Selforganizaton of the Cytoskeleton
The cell cytoskeleton, or cell skeleton, is composed of filaments (actin, microtubules, intermediate filaments) which not only provide mechanical stability but also dynamic flexibility, allowing the cell to change shape, divide, migrate etc. To do that, they are tightly regulated by the cell, they are able to (dis)assemble when needed, they couple to the cell membrane or various cell’s organelles and, importantly, to a huge set of other proteins, including cytoskeletal motors (myosin, kinesin, dynein) that are able to exert mechanical forces on them. All these elements together show impressive self-assembly properties and are able to organize in complex structures, from the cytokinetic ring to the mitotic spinde, in order to perform their functions.

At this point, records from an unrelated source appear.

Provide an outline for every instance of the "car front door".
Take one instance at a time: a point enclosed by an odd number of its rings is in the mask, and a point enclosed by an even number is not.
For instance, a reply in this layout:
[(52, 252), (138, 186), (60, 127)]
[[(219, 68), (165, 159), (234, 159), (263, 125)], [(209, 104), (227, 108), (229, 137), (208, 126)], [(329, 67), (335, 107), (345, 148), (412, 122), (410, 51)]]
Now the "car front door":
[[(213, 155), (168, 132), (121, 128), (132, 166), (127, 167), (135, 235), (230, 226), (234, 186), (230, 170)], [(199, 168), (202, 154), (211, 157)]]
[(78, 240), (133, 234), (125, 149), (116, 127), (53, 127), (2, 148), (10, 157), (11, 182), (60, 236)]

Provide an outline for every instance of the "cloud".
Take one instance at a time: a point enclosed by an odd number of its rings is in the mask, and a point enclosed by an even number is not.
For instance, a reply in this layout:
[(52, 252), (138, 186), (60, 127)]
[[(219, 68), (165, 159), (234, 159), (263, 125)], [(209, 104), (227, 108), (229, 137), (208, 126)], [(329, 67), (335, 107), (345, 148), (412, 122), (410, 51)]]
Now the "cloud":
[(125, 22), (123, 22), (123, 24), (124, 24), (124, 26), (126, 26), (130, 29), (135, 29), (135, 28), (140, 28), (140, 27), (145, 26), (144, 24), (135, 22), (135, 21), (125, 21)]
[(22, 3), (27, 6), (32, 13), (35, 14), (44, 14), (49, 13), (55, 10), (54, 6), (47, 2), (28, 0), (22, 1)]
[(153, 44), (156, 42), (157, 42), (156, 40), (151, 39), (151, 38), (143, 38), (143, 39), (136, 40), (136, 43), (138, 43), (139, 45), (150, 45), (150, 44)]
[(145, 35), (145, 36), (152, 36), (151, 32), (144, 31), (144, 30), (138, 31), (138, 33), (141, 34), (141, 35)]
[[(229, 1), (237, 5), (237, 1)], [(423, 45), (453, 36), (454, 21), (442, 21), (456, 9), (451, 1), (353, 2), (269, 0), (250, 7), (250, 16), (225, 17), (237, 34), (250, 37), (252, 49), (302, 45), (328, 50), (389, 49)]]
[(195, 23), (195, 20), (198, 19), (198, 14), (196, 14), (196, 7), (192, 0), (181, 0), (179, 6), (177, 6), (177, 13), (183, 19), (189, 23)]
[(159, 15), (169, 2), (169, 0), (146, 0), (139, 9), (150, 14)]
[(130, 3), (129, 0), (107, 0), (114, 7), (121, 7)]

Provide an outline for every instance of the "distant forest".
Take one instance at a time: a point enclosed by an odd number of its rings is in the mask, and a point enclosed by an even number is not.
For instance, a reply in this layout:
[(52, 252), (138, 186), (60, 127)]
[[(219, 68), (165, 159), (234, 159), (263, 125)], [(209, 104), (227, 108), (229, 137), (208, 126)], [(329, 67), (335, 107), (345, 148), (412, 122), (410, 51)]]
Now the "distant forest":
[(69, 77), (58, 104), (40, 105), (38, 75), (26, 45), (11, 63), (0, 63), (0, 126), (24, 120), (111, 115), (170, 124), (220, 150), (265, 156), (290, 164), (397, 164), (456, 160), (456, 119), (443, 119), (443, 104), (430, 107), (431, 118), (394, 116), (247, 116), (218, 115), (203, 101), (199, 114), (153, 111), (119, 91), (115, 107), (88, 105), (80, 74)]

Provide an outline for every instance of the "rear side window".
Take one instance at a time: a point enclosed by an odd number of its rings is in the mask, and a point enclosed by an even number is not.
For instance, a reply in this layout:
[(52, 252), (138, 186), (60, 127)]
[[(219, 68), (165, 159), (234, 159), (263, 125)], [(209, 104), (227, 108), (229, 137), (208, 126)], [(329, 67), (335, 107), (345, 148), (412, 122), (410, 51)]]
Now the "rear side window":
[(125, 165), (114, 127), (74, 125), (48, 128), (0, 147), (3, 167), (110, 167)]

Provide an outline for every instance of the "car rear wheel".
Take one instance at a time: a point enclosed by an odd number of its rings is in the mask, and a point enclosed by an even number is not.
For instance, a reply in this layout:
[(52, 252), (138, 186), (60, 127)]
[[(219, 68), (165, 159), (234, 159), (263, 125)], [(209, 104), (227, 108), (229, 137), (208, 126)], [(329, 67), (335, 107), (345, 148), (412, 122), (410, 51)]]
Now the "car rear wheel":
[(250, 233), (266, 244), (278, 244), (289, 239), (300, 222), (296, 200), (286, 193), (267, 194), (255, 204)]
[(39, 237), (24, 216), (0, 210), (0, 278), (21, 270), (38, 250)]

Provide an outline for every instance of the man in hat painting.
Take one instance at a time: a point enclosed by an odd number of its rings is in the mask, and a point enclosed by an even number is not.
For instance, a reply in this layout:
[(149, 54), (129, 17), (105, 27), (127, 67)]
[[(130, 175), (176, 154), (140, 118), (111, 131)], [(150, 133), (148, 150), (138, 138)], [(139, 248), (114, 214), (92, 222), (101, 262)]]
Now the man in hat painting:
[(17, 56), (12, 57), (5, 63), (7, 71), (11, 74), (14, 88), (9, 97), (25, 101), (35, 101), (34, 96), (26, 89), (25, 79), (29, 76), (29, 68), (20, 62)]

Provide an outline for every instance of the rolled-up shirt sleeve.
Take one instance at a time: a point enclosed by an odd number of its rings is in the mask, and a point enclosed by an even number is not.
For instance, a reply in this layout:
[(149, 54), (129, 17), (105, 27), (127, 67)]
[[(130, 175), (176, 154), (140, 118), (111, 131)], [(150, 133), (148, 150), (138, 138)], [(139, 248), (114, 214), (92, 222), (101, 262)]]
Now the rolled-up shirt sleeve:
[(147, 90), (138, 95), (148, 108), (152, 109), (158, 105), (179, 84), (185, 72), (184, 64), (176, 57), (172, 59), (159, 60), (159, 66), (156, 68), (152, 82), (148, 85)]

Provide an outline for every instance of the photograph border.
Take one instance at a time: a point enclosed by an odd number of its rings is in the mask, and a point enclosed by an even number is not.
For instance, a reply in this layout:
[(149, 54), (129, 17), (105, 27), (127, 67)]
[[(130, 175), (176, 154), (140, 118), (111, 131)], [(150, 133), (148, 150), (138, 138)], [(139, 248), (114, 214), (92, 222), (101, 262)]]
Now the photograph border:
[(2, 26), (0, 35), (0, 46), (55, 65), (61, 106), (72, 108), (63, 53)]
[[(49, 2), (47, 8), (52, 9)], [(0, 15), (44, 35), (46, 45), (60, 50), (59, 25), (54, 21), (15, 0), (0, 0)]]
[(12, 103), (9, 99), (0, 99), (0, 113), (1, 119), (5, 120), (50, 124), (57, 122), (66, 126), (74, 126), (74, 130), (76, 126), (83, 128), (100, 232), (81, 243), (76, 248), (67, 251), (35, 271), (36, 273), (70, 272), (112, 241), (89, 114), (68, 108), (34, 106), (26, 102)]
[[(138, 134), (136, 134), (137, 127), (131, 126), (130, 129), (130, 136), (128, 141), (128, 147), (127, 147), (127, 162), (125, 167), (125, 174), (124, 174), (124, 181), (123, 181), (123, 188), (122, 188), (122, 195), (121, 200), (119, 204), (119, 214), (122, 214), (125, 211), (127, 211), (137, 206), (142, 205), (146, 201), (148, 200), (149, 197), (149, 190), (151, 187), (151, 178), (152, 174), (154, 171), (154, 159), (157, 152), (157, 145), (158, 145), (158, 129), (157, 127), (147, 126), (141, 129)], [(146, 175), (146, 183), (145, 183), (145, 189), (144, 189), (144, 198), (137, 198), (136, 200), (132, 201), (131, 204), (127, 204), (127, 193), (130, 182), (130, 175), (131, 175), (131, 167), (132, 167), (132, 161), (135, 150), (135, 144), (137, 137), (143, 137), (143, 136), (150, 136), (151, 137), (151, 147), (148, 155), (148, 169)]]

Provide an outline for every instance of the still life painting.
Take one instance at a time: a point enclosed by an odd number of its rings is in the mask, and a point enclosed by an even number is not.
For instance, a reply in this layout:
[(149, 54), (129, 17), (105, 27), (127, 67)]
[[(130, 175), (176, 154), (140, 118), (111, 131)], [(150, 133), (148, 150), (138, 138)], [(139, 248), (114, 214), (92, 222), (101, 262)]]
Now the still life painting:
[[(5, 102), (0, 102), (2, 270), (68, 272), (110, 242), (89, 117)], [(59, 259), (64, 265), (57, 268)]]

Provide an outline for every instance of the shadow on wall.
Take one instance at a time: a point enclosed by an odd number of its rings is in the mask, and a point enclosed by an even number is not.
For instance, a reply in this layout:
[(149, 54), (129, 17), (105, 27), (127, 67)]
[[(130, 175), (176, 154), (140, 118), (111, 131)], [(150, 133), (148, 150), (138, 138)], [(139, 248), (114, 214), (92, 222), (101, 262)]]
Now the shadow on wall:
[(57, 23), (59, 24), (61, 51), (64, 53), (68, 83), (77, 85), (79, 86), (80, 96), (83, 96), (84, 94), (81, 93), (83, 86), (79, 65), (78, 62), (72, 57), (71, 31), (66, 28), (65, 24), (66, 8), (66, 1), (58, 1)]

We study the active self assembly of filaments and membranes by merging together in vitro membrane model systems (such as giant vesicles or supported membranes) and cytoskeletal proteins (especially filaments and motors). By using microscopy techniques such as confocal and TIRF we can observe, control and study in laboratory conditions the formation of complex patterns, from the assembly of filaments into clusters up to their ability to move coherently as a fluid and deform lipid membranes. This way, we are able to explore the mechanisms underlying filaments’ dynamics, collective motion or how these processes are affected by different environments, such as being immersed in complex elastic materials or confined inside vesicles.
This research can shed light on general principles about how cells tune the out-of-equilibrium assembly of the cytoskeleton, in order to perform a varied and vast number of different tasks.